Though I spoke so gently and so low, perhaps because of their very sweetness, my words seemed to frighten him, or perhaps he believed that he stood in the very presence of the goddess; at least he answered in a voice that trembled,
“O holy Queen adored, in the world I was named Kallikrates the comely. But the priests, O Queen, have given me a new name, and it is, Lover-of-Isis.”
“And what have you to say to Isis, O Lover-of-Isis?”
“O Queen eternal, I have to tell my sins and ask her pardon for them, I who have passed the Trials and am accepted by her servants. If it is granted, then to her I must make the oath, binding myself eternally to love and serve her, her and no other in heaven or on earth.”
“Set out those sins, O Lover-of-Isis, that my Majesty may judge of them, whether they can be forgiven or are beyond forgiveness,” I answered in the words of the appointed ritual.
Then he began and told a tale that made me redden behind my veil, for all of it had to do with women, and never before had I learned what wantons those Greeks could be. Also he told of men whom he had slain in war, one of them in the battle against my tribe, in which strangely enough it seemed he had fought as a lad, for this man was a great warrior. Of these killings, however, I took no account, because they had been of those who were the enemies of himself or of his cause.
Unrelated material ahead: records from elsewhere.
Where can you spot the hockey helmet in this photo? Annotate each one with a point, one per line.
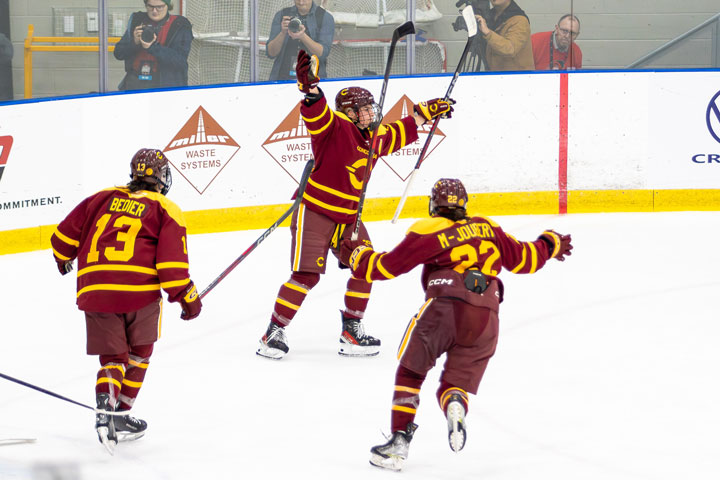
(151, 166)
(448, 193)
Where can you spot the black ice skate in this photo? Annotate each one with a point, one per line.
(456, 423)
(104, 425)
(354, 342)
(274, 343)
(128, 427)
(392, 454)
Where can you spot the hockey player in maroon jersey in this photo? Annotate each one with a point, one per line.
(462, 257)
(340, 142)
(130, 242)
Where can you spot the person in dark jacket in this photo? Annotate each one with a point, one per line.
(155, 48)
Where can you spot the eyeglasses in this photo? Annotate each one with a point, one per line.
(567, 32)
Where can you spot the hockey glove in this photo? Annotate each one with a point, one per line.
(352, 250)
(558, 244)
(437, 107)
(64, 266)
(190, 301)
(307, 71)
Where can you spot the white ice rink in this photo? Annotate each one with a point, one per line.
(607, 368)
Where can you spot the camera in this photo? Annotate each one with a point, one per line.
(295, 24)
(480, 7)
(149, 32)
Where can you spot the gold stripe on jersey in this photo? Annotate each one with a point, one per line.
(410, 328)
(287, 304)
(298, 237)
(402, 388)
(119, 288)
(315, 119)
(295, 287)
(533, 257)
(163, 265)
(357, 294)
(382, 269)
(327, 206)
(60, 255)
(324, 127)
(332, 191)
(400, 408)
(175, 283)
(66, 239)
(522, 261)
(117, 268)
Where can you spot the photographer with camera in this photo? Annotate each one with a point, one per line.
(505, 30)
(305, 26)
(155, 48)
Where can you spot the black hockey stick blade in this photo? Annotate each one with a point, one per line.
(298, 199)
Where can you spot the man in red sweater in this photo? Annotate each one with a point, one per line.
(340, 142)
(130, 243)
(557, 50)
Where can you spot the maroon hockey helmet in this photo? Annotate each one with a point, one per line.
(447, 193)
(151, 166)
(354, 97)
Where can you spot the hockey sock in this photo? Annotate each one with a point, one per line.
(110, 376)
(291, 295)
(446, 390)
(406, 398)
(135, 374)
(357, 295)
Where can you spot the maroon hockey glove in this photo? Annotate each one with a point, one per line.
(437, 107)
(190, 301)
(306, 71)
(64, 266)
(352, 250)
(558, 244)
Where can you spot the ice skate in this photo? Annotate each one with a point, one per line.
(393, 453)
(456, 423)
(354, 342)
(104, 425)
(129, 428)
(274, 343)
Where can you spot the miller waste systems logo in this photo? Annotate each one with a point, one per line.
(289, 144)
(5, 144)
(201, 150)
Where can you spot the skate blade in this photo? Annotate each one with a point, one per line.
(352, 350)
(129, 437)
(269, 352)
(107, 443)
(389, 463)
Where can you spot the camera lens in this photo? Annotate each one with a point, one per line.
(294, 25)
(147, 34)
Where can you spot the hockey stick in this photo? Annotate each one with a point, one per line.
(406, 28)
(47, 392)
(295, 205)
(471, 24)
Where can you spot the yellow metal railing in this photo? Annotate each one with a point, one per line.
(30, 47)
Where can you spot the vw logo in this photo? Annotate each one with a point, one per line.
(712, 117)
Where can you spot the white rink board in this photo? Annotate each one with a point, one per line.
(632, 130)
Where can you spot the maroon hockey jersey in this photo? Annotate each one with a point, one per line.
(128, 246)
(341, 150)
(441, 244)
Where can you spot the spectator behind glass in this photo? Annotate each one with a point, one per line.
(155, 48)
(314, 34)
(507, 34)
(557, 50)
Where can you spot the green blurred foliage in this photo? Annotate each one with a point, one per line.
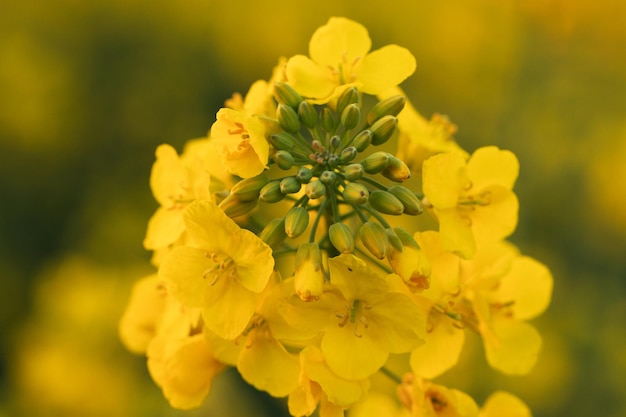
(89, 89)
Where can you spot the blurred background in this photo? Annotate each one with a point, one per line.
(89, 89)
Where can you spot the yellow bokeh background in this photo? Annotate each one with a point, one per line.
(89, 89)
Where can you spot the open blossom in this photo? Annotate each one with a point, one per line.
(340, 55)
(473, 200)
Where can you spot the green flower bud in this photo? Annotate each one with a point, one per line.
(349, 96)
(341, 237)
(412, 204)
(296, 221)
(327, 121)
(353, 172)
(304, 175)
(386, 203)
(249, 189)
(285, 94)
(397, 170)
(274, 232)
(288, 118)
(328, 177)
(270, 193)
(351, 116)
(284, 159)
(283, 141)
(394, 240)
(376, 162)
(363, 140)
(374, 238)
(307, 114)
(391, 106)
(383, 129)
(348, 154)
(355, 193)
(234, 207)
(315, 189)
(289, 185)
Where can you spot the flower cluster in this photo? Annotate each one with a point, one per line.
(288, 247)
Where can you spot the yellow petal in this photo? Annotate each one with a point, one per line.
(310, 79)
(266, 365)
(491, 166)
(339, 40)
(444, 177)
(504, 404)
(385, 68)
(515, 348)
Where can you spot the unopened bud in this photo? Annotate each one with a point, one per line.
(284, 159)
(296, 221)
(307, 114)
(397, 170)
(274, 232)
(376, 162)
(363, 140)
(341, 237)
(347, 97)
(351, 116)
(385, 202)
(289, 185)
(353, 172)
(374, 238)
(309, 276)
(389, 106)
(412, 204)
(355, 193)
(248, 189)
(383, 129)
(288, 118)
(270, 193)
(315, 189)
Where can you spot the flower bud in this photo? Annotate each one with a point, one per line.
(353, 172)
(374, 238)
(288, 118)
(385, 202)
(296, 221)
(355, 193)
(327, 121)
(270, 193)
(274, 232)
(315, 189)
(307, 114)
(283, 141)
(248, 189)
(349, 96)
(341, 237)
(304, 175)
(284, 159)
(285, 94)
(233, 207)
(383, 129)
(412, 204)
(363, 140)
(389, 106)
(351, 116)
(397, 170)
(376, 162)
(309, 276)
(290, 185)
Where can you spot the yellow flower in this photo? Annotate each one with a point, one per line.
(472, 200)
(340, 56)
(222, 269)
(362, 321)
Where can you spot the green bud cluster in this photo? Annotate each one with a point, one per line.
(330, 174)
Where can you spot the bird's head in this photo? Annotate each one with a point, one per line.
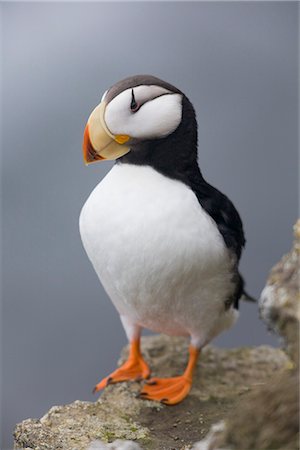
(138, 109)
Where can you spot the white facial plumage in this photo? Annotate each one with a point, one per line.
(158, 116)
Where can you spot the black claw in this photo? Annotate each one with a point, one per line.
(151, 383)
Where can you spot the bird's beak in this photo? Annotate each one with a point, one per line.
(98, 142)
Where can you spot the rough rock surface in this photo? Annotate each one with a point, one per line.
(269, 419)
(223, 379)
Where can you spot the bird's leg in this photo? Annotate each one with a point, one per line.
(135, 368)
(172, 390)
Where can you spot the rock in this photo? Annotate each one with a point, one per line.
(116, 445)
(223, 378)
(280, 299)
(269, 418)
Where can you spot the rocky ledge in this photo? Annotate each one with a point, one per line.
(241, 399)
(223, 378)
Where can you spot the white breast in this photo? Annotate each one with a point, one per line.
(158, 254)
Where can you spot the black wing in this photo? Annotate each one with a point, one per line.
(224, 213)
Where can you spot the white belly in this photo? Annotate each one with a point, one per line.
(159, 256)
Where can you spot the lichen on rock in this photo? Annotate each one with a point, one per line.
(243, 398)
(222, 379)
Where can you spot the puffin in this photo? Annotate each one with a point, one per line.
(164, 243)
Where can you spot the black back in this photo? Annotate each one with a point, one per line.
(175, 156)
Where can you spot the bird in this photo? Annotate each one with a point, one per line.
(164, 243)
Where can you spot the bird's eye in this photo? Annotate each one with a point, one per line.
(134, 106)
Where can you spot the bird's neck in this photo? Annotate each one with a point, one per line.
(174, 156)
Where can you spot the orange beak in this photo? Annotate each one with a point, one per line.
(89, 153)
(98, 142)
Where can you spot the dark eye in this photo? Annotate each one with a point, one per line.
(134, 106)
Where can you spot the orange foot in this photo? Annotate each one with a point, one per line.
(167, 390)
(172, 390)
(135, 368)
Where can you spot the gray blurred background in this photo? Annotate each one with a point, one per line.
(237, 62)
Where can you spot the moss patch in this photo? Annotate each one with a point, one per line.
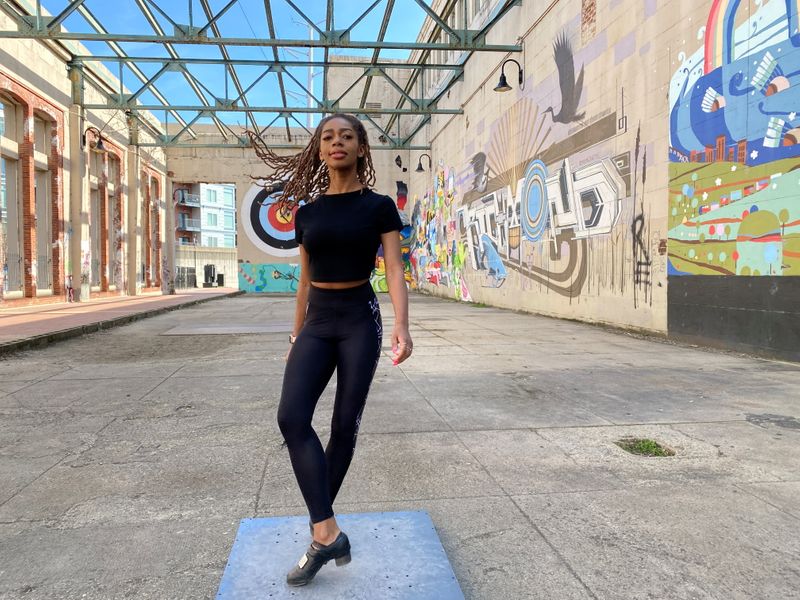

In stern silence I listened, noting that save for these matters of light love and fightings, the man seemed innocent enough, for in his story there was naught of baseness or of betrayal. Moreover, it seemed that he was one in whom the spirit had striven against the flesh, and who, however much his feet were tangled in the poisonous snares of earth, from time to time had set his eyes on Heaven.
At length he paused and I asked of him,
“Is the black count finished? Tell now the truth and dare to hold nothing back from the goddess who notes all.”
“Nay, O Queen,” he answered, “the worst is yet to come. I came to Egypt as a captain of the Grecian guard that watches the House of Pharaoh at Sais. With me came another man, my half-brother, for our father was the same, with whom I was brought up and loved as never I loved any other man, and who loved me. He was a glorious warrior, though some held that I was more handsome in my person, Tisisthenes by name, that in my Grecian tongue in which I speak means the Avenger. Thus was he called because my father, whose first-born he was, desired that he might grow up to work vengeance upon the Persians who slew his father named like myself, Kallikrates, the most beauteous Spartan that was ever born. Foully they slew him before the battle of Platæa, whilst he was aiding the great Pausanius to make sacrifice to the gods. This Tisisthenes my brother I killed with my own hand.”